Dry canola as soon as possible. While waiting, aerate continuously if possible and move damp canola back and forth between storage facilities to prevent spoilage. The combination of aeration and movement is ideal.

Have the right equipment. Continuous flow or re-circulating batch drying systems are preferable. They reduce the potential for seed damage from heating and allow for slightly higher drying temperatures. For very damp canola, growers may prefer to run the grain through twice at a lower temperature to prevent seed damage and reduce the risk of fires. Also, if the dryer has screens, make sure the screen size is small enough to hold canola. Another option is to add heat to a bin aeration system. Talk to your bin and fan supplier for details.

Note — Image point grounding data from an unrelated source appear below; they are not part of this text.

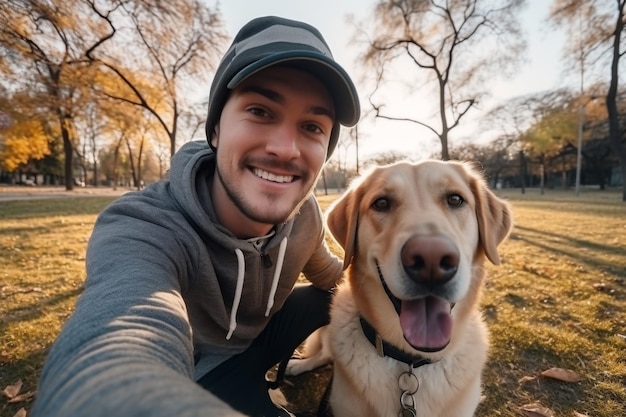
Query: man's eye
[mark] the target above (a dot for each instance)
(381, 204)
(313, 128)
(455, 200)
(258, 111)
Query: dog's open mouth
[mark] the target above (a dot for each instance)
(426, 323)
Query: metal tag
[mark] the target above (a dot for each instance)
(408, 412)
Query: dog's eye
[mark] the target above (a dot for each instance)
(455, 200)
(381, 204)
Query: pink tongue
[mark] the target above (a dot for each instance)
(426, 323)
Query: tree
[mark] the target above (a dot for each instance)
(44, 43)
(174, 43)
(597, 43)
(452, 46)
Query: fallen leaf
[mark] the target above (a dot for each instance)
(22, 397)
(20, 413)
(12, 390)
(536, 410)
(565, 375)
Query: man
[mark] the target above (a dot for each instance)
(189, 297)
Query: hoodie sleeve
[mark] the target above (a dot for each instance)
(127, 349)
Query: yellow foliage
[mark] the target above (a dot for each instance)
(24, 141)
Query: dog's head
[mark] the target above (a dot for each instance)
(415, 238)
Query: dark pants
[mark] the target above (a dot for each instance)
(240, 381)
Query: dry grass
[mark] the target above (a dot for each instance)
(557, 300)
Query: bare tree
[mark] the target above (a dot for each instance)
(596, 43)
(451, 46)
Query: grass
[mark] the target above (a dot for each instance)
(557, 300)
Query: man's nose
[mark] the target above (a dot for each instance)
(284, 142)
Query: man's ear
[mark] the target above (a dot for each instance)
(214, 136)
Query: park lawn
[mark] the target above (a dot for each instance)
(556, 301)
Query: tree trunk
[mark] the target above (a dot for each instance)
(615, 137)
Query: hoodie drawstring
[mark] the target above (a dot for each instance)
(241, 269)
(277, 271)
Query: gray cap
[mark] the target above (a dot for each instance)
(267, 41)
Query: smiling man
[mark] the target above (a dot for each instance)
(191, 295)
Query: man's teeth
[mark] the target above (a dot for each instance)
(272, 177)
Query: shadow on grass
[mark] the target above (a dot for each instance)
(587, 252)
(24, 209)
(35, 309)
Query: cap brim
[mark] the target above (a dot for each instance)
(338, 82)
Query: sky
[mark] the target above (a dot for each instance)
(542, 70)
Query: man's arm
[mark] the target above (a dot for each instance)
(127, 349)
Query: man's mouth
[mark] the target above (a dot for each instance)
(272, 177)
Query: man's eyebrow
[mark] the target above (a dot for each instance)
(266, 92)
(278, 98)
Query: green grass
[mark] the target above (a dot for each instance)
(557, 300)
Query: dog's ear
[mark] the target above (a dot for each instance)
(342, 219)
(494, 218)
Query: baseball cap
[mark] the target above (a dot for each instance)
(266, 41)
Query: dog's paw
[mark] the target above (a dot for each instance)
(296, 367)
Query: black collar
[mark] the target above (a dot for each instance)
(385, 349)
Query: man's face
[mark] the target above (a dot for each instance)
(271, 142)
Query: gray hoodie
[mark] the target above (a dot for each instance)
(169, 295)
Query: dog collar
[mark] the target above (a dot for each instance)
(386, 349)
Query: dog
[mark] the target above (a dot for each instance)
(406, 335)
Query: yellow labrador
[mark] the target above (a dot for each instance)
(406, 334)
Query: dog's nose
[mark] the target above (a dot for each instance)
(432, 259)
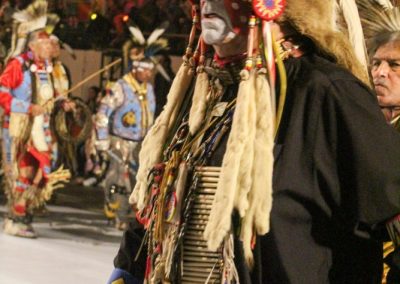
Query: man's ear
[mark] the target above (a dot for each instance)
(31, 45)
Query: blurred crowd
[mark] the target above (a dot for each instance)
(91, 24)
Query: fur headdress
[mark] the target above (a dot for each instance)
(33, 18)
(380, 23)
(315, 19)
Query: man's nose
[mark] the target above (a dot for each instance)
(383, 69)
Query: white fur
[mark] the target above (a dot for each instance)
(220, 215)
(256, 219)
(246, 161)
(199, 102)
(153, 143)
(38, 135)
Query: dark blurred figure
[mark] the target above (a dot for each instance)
(162, 85)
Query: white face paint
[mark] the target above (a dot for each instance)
(215, 22)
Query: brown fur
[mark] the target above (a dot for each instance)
(314, 20)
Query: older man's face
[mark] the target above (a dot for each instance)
(386, 74)
(215, 21)
(42, 48)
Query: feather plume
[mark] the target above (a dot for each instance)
(52, 21)
(68, 49)
(35, 10)
(137, 35)
(356, 36)
(376, 21)
(386, 4)
(157, 33)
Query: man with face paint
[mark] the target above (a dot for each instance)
(27, 97)
(205, 199)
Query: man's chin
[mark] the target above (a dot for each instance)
(213, 37)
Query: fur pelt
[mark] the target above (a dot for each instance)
(153, 143)
(228, 185)
(256, 219)
(314, 20)
(199, 102)
(38, 134)
(246, 176)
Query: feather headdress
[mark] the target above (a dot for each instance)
(145, 49)
(33, 18)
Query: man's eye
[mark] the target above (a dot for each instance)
(395, 65)
(376, 63)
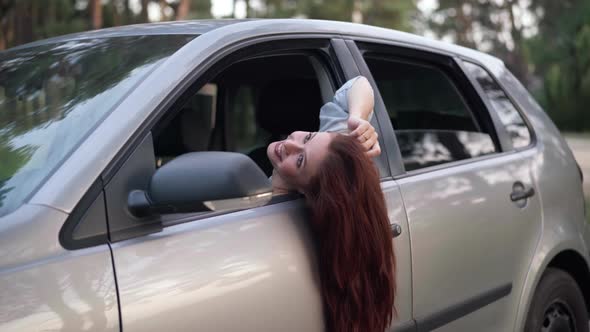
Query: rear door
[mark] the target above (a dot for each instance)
(470, 240)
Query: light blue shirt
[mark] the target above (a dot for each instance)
(334, 114)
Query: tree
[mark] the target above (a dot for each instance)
(560, 53)
(484, 25)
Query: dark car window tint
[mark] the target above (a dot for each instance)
(243, 133)
(512, 120)
(52, 95)
(432, 122)
(191, 128)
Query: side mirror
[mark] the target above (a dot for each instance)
(203, 181)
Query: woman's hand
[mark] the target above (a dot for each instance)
(365, 134)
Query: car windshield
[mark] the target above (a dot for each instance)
(53, 95)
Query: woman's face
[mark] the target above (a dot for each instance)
(297, 158)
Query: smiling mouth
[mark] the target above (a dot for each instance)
(278, 150)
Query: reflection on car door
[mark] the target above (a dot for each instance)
(470, 242)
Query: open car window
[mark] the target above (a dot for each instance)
(245, 107)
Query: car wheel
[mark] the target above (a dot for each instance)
(558, 305)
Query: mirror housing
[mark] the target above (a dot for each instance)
(203, 181)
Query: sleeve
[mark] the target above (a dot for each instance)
(334, 115)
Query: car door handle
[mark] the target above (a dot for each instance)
(520, 192)
(396, 230)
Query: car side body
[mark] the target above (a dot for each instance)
(254, 269)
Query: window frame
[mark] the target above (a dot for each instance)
(450, 66)
(204, 73)
(482, 94)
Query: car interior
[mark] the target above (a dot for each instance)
(248, 105)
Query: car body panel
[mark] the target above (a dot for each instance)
(559, 187)
(256, 264)
(469, 238)
(45, 287)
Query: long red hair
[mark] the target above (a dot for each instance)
(353, 235)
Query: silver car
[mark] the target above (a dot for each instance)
(134, 192)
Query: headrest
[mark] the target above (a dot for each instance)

Watch drying temperatures. Check the maximum safe drying temperature for your system, then reduce it by 11°C when working with damp canola as opposed to tough. As moisture content increases, it gets much easier to “cook” your canola in a heated air drying system.

Over dry canola slightly when using heated air. As grain cools when moved into storage, moisture content tends to rebound slightly. Over drying compensates for this. A general rule is to over dry by 0.1% for every point the grain is dried. For example, if canola is at 14% moisture and your target is 9%, over dry by 0.5 percentage points to 8.5%.

When returning warm, dried canola back to the bin, turn on the fans to cool it for safe storage. This could also allow for a bit more drying as drying can occur when cold air is introduced to a warm mass of grain.

NATURAL AIR DRYING:

Natural air drying (NAD) using aeration fans with adequate airflow can work as long as air has capacity to dry. NAD for tough or damp canola is not usually effective under late fall conditions when canola and outside air are both cold. In these conditions, reaching dry equilibrium moisture levels often takes too long to avoid spoilage in many cases.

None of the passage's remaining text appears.